Höhere SARS-CoV-2-Infek­tionsraten innerhalb von Familien

Deutsches Ärzteblatt vom Dienstag, 3.5.2022


SARS-CoV-2 zeigte Varianten-spezifisch unterschiedliche Infektionsraten innerhalb von Familien, die in den Jahren 2021 bis 2022 höher ausfielen als zuvor beschrieben. Wenn sich Familienmitglieder unter­einander mit SARS-CoV-2 anstecken, wurde bisher von einer SAR (Household Secondary Attack Rate, SAR) von 18,9 % (95-%-KI, 16,2 %-22,0 %) ausgegangen.

Amerikanische Wissenschaftler bewerteten nun die SAR neu, um zu überprüfen inwiefern sich diese Rate im Laufe der Pandemiezeit verändert hat und ob sie je nach viralen Varianten und Impfstatus beeinflusst wird (JAMA Network Open, 2022; DOI: 10.1001/jamanetworkopen.2022.9317).
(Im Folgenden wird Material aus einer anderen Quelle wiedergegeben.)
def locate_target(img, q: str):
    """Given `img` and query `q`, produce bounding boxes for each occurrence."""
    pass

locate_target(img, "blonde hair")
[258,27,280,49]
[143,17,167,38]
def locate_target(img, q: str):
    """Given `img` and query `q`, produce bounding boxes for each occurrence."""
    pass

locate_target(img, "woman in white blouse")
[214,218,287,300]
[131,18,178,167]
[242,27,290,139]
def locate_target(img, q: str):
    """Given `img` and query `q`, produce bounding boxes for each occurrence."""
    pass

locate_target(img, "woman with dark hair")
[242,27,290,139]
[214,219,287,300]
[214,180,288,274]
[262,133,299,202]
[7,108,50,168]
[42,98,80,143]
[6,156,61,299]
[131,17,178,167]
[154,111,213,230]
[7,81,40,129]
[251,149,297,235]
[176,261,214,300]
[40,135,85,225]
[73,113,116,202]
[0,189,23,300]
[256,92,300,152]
Dazu führten die Studienautoren ein systematisches Review und Metaanalyse mit 135 Studien und mehr als 1,3 Millionen Teilnehmern aus 36 Ländern durch. Alle Artikel enthielten Originaldaten, die die Anzahl der Infizierten und die Gesamtzahl der Haushaltskontakte enthielten.

Die SAR für einzelne Haushalte lag in den Jahren 2021 bis 2022 mit 37,3 % höher (95-%-KI, 32,7 %-42,1 % (33 Studien), als im Zeitraum zuvor (bis April 2020) mit 15,5 % (95-%-KI, 13,2 %-18,2 %, 63 Studien). Mit diesem Ergebnis hat sich die SAR im Verlauf der Pandemie mehr als Verdoppelt.

Die SAR zeigte unterschiedliche Werte für SARS-CoV-2-Varianten und war für Omikron mit 42,7 % (95-%-KI, 35,4 %-50,4 %; 7 Studien) am höchsten, gefolgt von Alpha 36,4 % (95-%-KI, 33,4 %-39,5 %; 11 Studien), Delta 29,7 % (95-%-KI, 23,0 %-37,3 %; 16 Studien) und Beta mit 22,5 % (95-%-KI, 18,6 % bis 26,8 %; 3 Studien).

Die Effektivität von Impfstoffen wurde auf 94,7 % (95-%-KI, 93,3 % bis 95,8 %) in Bezug auf Alpha, 64,4 % (95-%-KI, 58,0 %-69,8 %) in Bezug auf Delta und 35,8 % (95-%-KI, 13,0 %-52,6 %) in Bezug auf Omikron geschätzt.

Die Ergebnisse deuten darauf hin, dass die Impfung gegen SARS-CoV-2 über den Schutz des Einzelnen hi­naus­geht und auch anderen Haushaltsmitgliedern einen indirekten Schutz gewährt. Eine vollständige Im­pfung war mit einer Verringerung der Anfälligkeit und Infektiosität verbunden, am stärksten gegen Alpha gefolgt von Delta und Omikron.

Der der Schutzgrad bei aufkommenden Varianten kann jedoch variieren, geben die Studienautoren zu be­denken. Die Veränderungen in der geschätzten Wirksamkeit von Impfstoffen unterstreichen die Heraus­for­derungen bei der Entwicklung von antiviralen Impfstoffen.